(1) If the feature identifier "debug" is present, "assume" must expand
into an equivalent "assert" form.
+1
(2) If the feature identifiers "debug" and "ndebug" aren't present,
"assume" should report a non fulfilled assumption to the user in an
implementation-depended way.
I don't understand the point of distinguishing between "ndebug" and "(not debug)" in cond-expand or elsewhere. In addition, the whole point of (assume (pair? x)) is that it allows the compiler to behave as if it knew that x is a pair, as by translating (car x) into (%unsafe-car x) in the same way that it can do in (if (pair? x) (car x) '()).

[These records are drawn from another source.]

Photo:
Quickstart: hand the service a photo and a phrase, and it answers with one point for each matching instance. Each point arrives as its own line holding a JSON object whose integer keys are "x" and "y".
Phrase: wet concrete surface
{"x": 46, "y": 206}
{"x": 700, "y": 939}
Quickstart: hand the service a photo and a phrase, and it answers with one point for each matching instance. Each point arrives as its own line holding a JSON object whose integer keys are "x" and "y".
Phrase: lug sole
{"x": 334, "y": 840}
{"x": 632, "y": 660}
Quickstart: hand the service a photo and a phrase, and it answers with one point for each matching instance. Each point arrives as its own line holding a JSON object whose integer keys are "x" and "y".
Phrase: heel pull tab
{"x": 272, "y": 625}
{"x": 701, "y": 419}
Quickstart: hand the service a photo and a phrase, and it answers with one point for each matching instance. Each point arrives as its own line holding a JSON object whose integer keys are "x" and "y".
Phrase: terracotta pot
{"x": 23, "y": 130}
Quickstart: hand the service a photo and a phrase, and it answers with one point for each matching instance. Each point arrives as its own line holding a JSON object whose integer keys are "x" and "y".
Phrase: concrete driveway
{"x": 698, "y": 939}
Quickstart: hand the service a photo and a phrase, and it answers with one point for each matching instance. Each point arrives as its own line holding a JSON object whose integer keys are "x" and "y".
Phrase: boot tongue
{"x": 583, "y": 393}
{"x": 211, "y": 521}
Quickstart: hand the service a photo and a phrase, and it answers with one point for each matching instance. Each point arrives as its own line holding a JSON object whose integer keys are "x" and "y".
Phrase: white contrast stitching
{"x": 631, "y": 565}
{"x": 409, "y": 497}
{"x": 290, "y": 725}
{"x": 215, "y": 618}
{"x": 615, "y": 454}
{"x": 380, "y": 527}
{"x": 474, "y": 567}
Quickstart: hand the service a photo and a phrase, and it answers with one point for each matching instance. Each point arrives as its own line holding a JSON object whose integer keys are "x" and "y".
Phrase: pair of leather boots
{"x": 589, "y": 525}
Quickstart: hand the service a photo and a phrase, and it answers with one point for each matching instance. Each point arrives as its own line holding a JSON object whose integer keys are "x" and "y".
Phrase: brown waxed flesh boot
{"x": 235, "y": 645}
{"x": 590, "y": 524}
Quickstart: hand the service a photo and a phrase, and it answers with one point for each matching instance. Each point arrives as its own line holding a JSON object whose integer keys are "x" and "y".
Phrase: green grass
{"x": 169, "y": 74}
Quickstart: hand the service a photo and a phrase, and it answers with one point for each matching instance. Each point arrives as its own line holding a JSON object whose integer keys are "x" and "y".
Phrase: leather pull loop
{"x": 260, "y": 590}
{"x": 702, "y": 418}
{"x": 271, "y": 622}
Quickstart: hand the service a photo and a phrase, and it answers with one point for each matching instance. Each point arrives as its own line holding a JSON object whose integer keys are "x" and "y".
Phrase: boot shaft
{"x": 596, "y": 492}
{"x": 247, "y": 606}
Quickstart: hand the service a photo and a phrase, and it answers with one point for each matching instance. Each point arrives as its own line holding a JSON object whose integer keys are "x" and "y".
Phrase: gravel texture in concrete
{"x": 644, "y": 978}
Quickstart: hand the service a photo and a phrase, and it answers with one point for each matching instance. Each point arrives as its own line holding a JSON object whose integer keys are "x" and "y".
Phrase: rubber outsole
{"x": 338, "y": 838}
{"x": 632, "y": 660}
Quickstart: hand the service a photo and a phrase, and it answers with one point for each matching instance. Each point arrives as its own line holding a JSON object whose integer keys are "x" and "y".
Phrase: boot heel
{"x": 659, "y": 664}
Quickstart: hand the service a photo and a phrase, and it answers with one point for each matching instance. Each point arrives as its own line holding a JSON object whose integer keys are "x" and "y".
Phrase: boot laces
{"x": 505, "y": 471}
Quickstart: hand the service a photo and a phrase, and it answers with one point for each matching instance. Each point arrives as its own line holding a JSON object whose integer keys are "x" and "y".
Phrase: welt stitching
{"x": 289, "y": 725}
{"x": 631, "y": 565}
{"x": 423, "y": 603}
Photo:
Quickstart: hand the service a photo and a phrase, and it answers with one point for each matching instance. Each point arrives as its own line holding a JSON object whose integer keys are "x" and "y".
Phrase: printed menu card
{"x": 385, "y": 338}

So -1 on this, in favor of leaving the SRFI 145 definition alone.
(3) If the feature identifier "debug" is not present but "ndebug" is,
the behavior of unfulfilled assumptions is implementation-dependent.

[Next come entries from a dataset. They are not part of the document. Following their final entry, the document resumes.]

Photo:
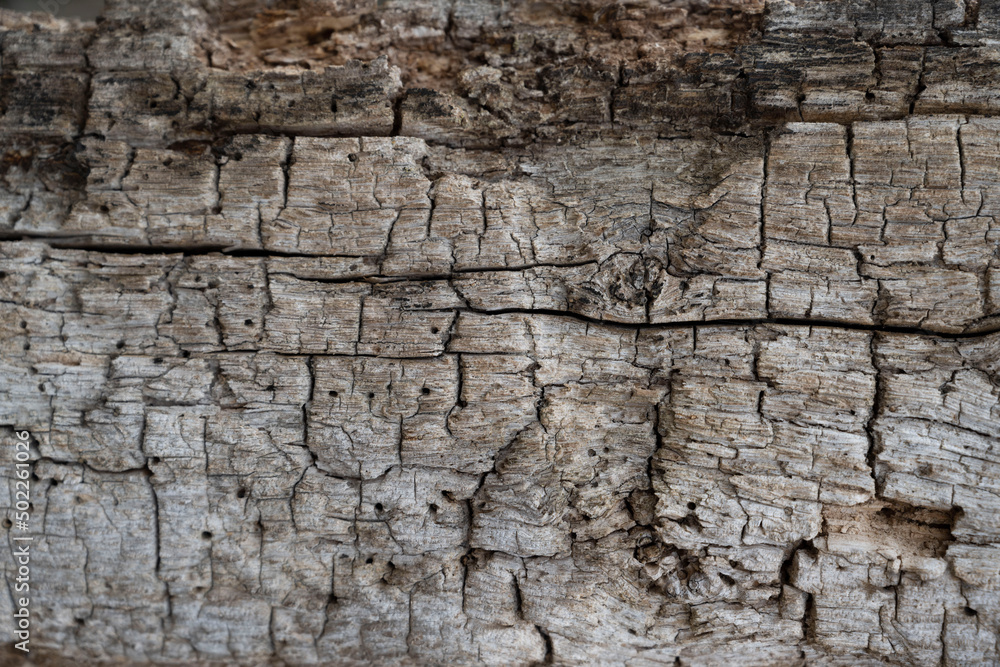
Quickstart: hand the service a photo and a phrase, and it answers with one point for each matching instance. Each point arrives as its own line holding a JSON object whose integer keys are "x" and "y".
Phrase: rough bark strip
{"x": 505, "y": 333}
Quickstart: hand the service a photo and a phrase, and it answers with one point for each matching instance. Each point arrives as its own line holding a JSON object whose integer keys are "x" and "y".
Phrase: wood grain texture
{"x": 462, "y": 332}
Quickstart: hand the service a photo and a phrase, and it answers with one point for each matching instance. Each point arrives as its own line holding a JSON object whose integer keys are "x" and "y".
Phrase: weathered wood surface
{"x": 506, "y": 333}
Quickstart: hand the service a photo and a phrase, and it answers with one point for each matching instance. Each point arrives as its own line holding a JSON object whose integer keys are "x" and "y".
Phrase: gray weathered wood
{"x": 470, "y": 332}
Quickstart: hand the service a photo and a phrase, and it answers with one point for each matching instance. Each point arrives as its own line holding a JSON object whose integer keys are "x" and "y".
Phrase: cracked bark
{"x": 505, "y": 333}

+1 if the words "but ndebug is" are removed.
(4) Implementations should set the feature identifier "debug" and
disable the feature identifier "ndebug" by default.

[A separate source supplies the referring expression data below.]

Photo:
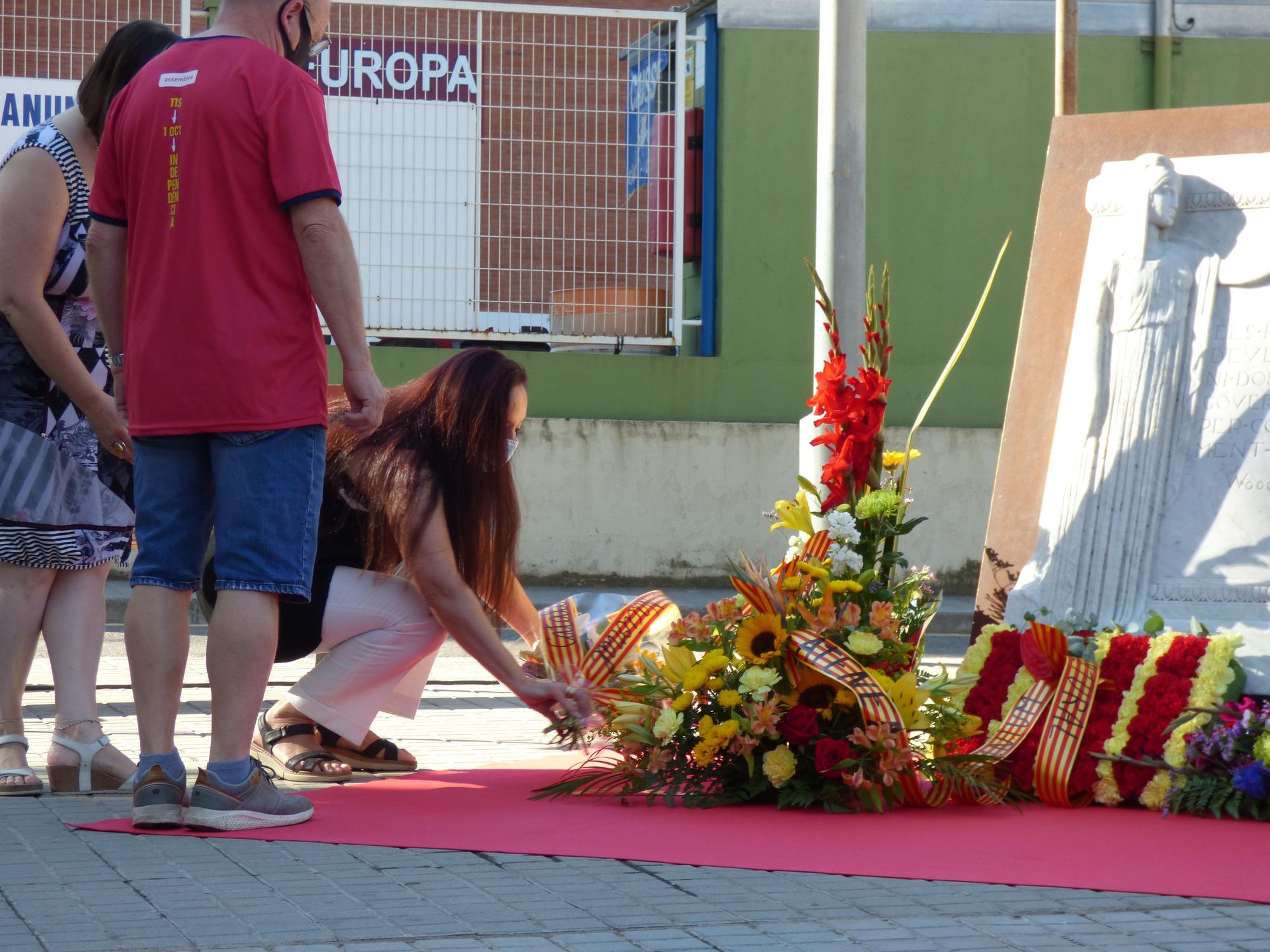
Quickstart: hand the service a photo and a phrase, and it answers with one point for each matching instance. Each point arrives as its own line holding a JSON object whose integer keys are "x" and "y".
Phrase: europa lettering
{"x": 371, "y": 69}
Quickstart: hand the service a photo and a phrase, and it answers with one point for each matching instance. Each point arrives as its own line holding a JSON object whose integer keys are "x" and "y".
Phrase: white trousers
{"x": 382, "y": 640}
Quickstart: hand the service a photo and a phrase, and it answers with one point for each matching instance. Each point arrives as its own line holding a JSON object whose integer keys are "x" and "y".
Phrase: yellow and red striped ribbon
{"x": 562, "y": 648}
{"x": 1064, "y": 732}
{"x": 627, "y": 629}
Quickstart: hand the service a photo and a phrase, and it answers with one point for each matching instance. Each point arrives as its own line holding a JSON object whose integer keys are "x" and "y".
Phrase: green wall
{"x": 958, "y": 130}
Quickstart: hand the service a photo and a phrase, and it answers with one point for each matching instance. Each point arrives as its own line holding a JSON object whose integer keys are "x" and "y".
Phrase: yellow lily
{"x": 893, "y": 459}
{"x": 678, "y": 663}
{"x": 909, "y": 700}
{"x": 794, "y": 516}
{"x": 816, "y": 572}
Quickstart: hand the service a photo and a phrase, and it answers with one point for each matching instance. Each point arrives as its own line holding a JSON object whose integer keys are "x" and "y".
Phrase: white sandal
{"x": 18, "y": 790}
{"x": 67, "y": 779}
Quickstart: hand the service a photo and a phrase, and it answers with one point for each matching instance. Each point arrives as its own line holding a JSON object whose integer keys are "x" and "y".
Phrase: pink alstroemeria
{"x": 764, "y": 719}
{"x": 726, "y": 611}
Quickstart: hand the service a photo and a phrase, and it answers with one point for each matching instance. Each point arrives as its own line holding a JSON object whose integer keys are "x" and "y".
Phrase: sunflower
{"x": 760, "y": 638}
{"x": 816, "y": 691}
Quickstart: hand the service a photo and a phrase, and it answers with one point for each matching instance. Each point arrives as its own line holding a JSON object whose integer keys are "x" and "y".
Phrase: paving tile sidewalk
{"x": 70, "y": 892}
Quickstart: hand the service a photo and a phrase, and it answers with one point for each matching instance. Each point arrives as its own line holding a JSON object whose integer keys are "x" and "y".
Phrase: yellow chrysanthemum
{"x": 779, "y": 766}
{"x": 695, "y": 677}
{"x": 761, "y": 638}
{"x": 704, "y": 753}
{"x": 727, "y": 731}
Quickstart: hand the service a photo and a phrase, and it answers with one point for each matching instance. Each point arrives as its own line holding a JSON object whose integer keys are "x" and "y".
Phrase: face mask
{"x": 302, "y": 53}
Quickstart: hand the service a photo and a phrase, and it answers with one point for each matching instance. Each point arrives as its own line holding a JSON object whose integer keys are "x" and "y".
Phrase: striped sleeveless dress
{"x": 65, "y": 503}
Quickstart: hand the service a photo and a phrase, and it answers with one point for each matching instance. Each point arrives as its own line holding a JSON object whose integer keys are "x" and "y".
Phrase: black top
{"x": 341, "y": 541}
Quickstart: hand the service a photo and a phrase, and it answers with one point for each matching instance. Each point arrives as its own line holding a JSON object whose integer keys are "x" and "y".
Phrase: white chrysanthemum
{"x": 843, "y": 529}
{"x": 845, "y": 560}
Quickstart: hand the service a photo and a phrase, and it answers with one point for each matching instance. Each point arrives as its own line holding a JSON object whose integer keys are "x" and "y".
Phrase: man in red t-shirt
{"x": 217, "y": 228}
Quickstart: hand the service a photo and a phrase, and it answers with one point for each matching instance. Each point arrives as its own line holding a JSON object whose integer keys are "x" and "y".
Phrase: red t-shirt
{"x": 203, "y": 155}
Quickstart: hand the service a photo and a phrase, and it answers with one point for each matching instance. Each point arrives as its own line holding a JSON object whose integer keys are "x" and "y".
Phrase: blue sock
{"x": 232, "y": 774}
{"x": 171, "y": 765}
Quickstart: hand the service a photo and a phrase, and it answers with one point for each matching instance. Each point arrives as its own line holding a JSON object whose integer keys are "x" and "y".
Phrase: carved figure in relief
{"x": 1133, "y": 383}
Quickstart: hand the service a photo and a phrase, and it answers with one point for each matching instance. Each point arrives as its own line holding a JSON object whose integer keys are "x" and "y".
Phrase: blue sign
{"x": 27, "y": 102}
{"x": 641, "y": 107}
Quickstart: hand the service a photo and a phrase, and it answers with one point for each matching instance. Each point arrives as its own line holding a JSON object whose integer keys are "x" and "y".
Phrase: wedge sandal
{"x": 18, "y": 790}
{"x": 83, "y": 777}
{"x": 369, "y": 757}
{"x": 302, "y": 769}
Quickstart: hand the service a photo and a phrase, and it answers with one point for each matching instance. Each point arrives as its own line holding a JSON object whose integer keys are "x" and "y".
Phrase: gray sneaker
{"x": 252, "y": 805}
{"x": 158, "y": 802}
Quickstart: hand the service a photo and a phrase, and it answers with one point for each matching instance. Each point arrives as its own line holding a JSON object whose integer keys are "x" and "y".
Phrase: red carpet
{"x": 488, "y": 810}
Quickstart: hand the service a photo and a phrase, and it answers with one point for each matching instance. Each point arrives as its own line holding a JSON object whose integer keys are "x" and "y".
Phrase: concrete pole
{"x": 840, "y": 192}
{"x": 1163, "y": 74}
{"x": 1065, "y": 58}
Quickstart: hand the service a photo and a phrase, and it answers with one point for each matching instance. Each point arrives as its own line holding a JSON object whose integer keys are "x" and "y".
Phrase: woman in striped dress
{"x": 65, "y": 455}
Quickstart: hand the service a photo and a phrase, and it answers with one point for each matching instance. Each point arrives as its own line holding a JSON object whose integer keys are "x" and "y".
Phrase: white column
{"x": 840, "y": 194}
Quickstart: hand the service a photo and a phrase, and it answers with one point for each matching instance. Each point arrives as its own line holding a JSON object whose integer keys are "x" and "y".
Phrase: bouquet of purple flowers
{"x": 1227, "y": 769}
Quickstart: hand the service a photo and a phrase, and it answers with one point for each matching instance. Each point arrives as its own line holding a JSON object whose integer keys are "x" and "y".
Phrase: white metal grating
{"x": 490, "y": 181}
{"x": 510, "y": 172}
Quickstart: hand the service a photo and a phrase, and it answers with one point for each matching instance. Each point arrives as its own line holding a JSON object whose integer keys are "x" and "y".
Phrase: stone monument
{"x": 1158, "y": 491}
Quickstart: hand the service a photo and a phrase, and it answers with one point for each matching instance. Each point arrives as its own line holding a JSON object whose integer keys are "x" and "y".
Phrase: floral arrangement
{"x": 807, "y": 690}
{"x": 1130, "y": 744}
{"x": 1226, "y": 765}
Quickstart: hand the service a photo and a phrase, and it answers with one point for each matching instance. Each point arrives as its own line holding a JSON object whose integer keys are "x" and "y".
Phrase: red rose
{"x": 801, "y": 724}
{"x": 830, "y": 753}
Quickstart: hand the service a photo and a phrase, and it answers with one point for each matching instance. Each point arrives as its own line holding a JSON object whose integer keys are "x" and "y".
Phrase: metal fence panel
{"x": 510, "y": 172}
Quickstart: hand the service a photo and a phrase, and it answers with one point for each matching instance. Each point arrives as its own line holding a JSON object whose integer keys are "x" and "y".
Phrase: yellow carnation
{"x": 716, "y": 662}
{"x": 779, "y": 766}
{"x": 864, "y": 643}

I think this is wrong even as a recommendation ("should"). In some Schemes "debug" is a proper default, in others it is not. For example, an optimizing compiler that is normally only used after a checkout compiler (fast compile, slow execute, very debuggable) has been run should default to (not debug).
(5) Implementations should provide a way to (globally) set feature
identifiers for the use in cond-expand.
I am fine with this, but it has nothing to do with SRFI 145; it should just be a recommendation of SRFI 2xx. The matter was considered in WG1 but rejected, I think; there was definitely a Chibi ticket that Alex turned down.
(6) In error situations where the error is easily detectable,
implementations should guard against the error with "assume".